Atenção: isso é só um exercício de futurologia, tão furado qto qq outro, e ninguém (além de mim mesmo) deve se basear apenas nisso pra tomar qq decisão.

Caso dê certo, colherei os louros da fama e capitalizarei em cima da sorte, caso esteja indo mal, posso ir ajustando a previsão de tempos em tempos pra calibrar a mira, conforme for chegando o prazo. (Qual o problema? Os profissionais do setor financeiro fazem isso direto, heheeh)

Abs

domingo, 1 de abril de 2012

Mudança de foco

Prezados leitores, venho fazer um comunicado muito importante:
a partir de hoje, o blog tomará um novo rumo, após muito pensar constatei que estava totalmente errado em minha visão e transformarei este espaço em um "site de torcida e consolo coletivo" (*), nos moldes do nosso guru.

Por isso, nada mais de gráficos, balanços, dados demográficos, ratios, yields, medianas, essas coisas chatas. Somente assistência psicológica e pseudo-análises de economistas de boteco para acalentar os ânimos daqueles que, como eu, levaram uma invertida do mercado e não quiseram se endividar "pra sempre", e agora não tem mais opção além de torcer.

Sendo assim todos os dados, fatos ou números contrários ao imaginário bolhista serão solenemente ignorados e seus autores detratados com toda a gentileza e educação que somente os "primeiro-mundistas" possuem, ao se referirem aos pobres desgraçados bananenses.
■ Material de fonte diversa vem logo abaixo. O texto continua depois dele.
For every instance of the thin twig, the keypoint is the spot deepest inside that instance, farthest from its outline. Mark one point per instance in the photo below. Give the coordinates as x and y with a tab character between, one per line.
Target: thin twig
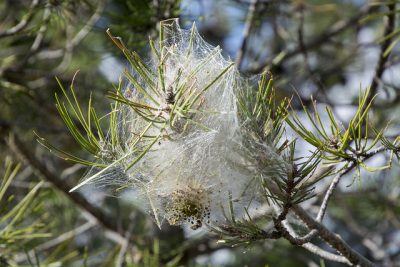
334	240
41	169
23	23
380	67
327	35
246	31
315	249
329	192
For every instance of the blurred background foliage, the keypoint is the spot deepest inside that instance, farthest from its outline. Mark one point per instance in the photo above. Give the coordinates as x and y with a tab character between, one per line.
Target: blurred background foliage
328	49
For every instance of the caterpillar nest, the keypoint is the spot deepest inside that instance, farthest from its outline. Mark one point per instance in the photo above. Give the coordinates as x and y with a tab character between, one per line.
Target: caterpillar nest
184	147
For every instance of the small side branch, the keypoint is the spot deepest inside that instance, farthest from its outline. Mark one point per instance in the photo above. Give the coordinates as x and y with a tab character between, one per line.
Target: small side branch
332	239
28	158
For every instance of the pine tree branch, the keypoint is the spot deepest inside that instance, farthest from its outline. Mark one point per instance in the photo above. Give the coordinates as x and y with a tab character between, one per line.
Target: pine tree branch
332	239
315	249
26	156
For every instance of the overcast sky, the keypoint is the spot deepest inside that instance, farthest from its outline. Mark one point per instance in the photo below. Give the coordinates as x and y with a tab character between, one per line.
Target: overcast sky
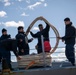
14	13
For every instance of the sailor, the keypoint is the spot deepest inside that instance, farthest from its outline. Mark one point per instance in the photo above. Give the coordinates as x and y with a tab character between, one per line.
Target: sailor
69	39
23	41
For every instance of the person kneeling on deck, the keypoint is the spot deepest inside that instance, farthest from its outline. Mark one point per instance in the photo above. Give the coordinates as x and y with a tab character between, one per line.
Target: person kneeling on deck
8	45
45	33
22	42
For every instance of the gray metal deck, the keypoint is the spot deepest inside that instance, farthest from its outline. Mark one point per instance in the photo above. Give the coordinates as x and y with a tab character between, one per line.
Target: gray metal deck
58	68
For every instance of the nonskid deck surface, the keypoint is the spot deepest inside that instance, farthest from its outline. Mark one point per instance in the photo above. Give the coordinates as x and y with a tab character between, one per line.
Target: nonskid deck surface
57	68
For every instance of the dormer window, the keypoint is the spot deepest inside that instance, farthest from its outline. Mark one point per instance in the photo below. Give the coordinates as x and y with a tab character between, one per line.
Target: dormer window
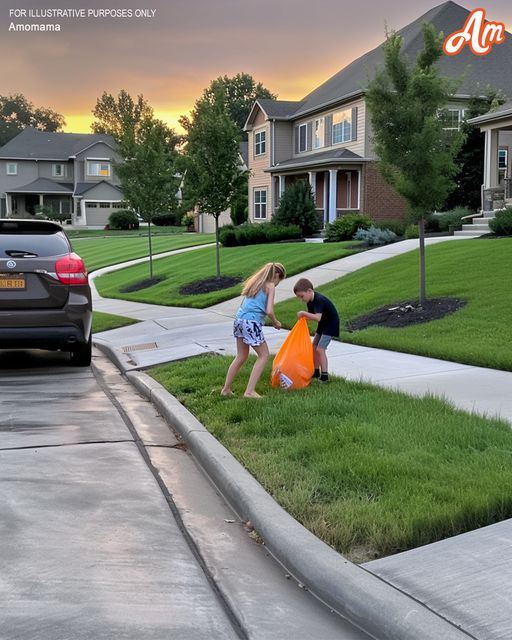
98	168
259	143
58	170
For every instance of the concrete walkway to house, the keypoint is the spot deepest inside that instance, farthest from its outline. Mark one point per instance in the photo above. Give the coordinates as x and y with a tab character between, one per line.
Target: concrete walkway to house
466	579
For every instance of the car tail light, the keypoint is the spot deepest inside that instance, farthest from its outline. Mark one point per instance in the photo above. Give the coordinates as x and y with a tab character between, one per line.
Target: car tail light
71	270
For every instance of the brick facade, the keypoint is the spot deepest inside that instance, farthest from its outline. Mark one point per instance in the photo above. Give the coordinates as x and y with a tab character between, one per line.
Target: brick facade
380	200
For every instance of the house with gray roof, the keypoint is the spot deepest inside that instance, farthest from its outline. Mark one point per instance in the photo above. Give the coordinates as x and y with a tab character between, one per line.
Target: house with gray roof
326	137
72	173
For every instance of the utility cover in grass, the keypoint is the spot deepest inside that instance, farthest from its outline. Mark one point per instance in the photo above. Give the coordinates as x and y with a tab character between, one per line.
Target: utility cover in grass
403	314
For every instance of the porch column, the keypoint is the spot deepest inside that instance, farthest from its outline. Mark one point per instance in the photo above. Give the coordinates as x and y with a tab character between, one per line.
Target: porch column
333	189
491	158
312	183
282	180
326	199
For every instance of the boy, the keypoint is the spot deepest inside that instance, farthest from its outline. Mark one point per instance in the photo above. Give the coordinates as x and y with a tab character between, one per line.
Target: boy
321	310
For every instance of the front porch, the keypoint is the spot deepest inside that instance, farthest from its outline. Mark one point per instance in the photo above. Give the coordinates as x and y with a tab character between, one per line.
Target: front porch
336	191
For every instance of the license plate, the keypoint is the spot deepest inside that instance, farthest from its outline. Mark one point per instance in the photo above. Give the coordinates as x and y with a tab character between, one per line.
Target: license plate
12	281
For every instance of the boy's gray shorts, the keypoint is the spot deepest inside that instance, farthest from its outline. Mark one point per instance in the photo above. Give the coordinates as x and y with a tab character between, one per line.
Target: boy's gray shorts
321	340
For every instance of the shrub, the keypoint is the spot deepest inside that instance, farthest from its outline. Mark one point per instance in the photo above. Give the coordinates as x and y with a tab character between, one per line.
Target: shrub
502	223
412	231
123	219
374	236
168	219
297	207
393	224
345	227
245	234
451	220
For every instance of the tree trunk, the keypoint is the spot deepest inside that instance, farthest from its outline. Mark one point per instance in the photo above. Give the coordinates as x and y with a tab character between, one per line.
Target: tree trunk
423	286
217	245
150	250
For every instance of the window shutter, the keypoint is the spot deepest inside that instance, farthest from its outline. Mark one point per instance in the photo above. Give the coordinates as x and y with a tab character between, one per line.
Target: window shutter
328	131
354	123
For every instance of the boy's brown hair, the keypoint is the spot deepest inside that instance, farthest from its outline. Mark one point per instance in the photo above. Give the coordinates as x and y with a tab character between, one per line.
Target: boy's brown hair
302	285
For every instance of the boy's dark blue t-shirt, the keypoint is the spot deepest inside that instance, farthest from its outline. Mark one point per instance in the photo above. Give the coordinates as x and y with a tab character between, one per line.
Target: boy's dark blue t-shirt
329	324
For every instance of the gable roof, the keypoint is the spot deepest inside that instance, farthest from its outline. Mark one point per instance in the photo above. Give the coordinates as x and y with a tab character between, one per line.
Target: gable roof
477	72
32	144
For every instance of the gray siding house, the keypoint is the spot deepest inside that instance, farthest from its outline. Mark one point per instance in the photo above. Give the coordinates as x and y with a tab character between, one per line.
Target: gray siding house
326	137
70	172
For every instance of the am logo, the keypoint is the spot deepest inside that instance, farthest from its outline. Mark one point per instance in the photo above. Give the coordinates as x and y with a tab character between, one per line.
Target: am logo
478	33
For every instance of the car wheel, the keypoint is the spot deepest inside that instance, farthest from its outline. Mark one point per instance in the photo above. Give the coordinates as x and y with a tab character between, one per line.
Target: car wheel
81	355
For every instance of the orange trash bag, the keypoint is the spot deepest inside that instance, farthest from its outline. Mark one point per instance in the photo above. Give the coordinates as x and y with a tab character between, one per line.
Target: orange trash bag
293	364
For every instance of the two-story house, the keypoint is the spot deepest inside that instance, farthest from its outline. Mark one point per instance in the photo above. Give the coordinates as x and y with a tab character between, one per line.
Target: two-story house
72	173
326	137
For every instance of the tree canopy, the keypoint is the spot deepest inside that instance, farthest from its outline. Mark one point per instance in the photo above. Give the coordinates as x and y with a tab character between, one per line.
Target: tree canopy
18	113
121	117
240	92
416	156
212	159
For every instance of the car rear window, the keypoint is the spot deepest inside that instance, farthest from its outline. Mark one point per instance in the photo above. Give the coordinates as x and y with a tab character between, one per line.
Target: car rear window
39	245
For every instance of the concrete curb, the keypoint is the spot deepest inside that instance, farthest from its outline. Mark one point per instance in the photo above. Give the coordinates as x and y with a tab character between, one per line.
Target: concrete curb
379	609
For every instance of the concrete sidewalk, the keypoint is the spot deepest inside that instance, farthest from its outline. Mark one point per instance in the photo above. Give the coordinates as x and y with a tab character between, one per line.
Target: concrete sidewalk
168	334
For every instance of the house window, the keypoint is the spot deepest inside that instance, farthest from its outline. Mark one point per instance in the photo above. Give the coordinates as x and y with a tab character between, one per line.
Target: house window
98	168
342	126
58	170
259	143
260	204
452	119
318	133
303	138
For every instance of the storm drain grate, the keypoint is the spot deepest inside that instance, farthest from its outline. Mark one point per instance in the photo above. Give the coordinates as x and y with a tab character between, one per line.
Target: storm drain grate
146	346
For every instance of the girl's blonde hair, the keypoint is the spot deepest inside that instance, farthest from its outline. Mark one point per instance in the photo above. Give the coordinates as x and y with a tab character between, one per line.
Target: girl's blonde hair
258	280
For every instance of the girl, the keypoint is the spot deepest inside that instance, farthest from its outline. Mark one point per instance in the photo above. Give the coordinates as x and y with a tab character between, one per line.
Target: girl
259	292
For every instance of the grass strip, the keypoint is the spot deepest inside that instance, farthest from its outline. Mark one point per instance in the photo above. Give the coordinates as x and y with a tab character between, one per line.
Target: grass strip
184	268
370	471
477	271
Depoimentos pessoais são bem vindos e valem muito mais do que pesquisas (afinal todo mundo sabe que amostra de 1 é melhor que de 10.000...).

Espero que entendam.

Abs

(*) aka Site de covardes que criticam tudo e todos, somente pelas costas, ou reduto de arrogância e desajuste ou ainda confraria de lunáticos. Obrigado leitores pelas definições.

Update:
Olha o que acontece quando se é linkado no bolha:
E a quantidade de comentários relevantes/inteligentes que agregam? Percebeu o meu ponto Carlos Wagner?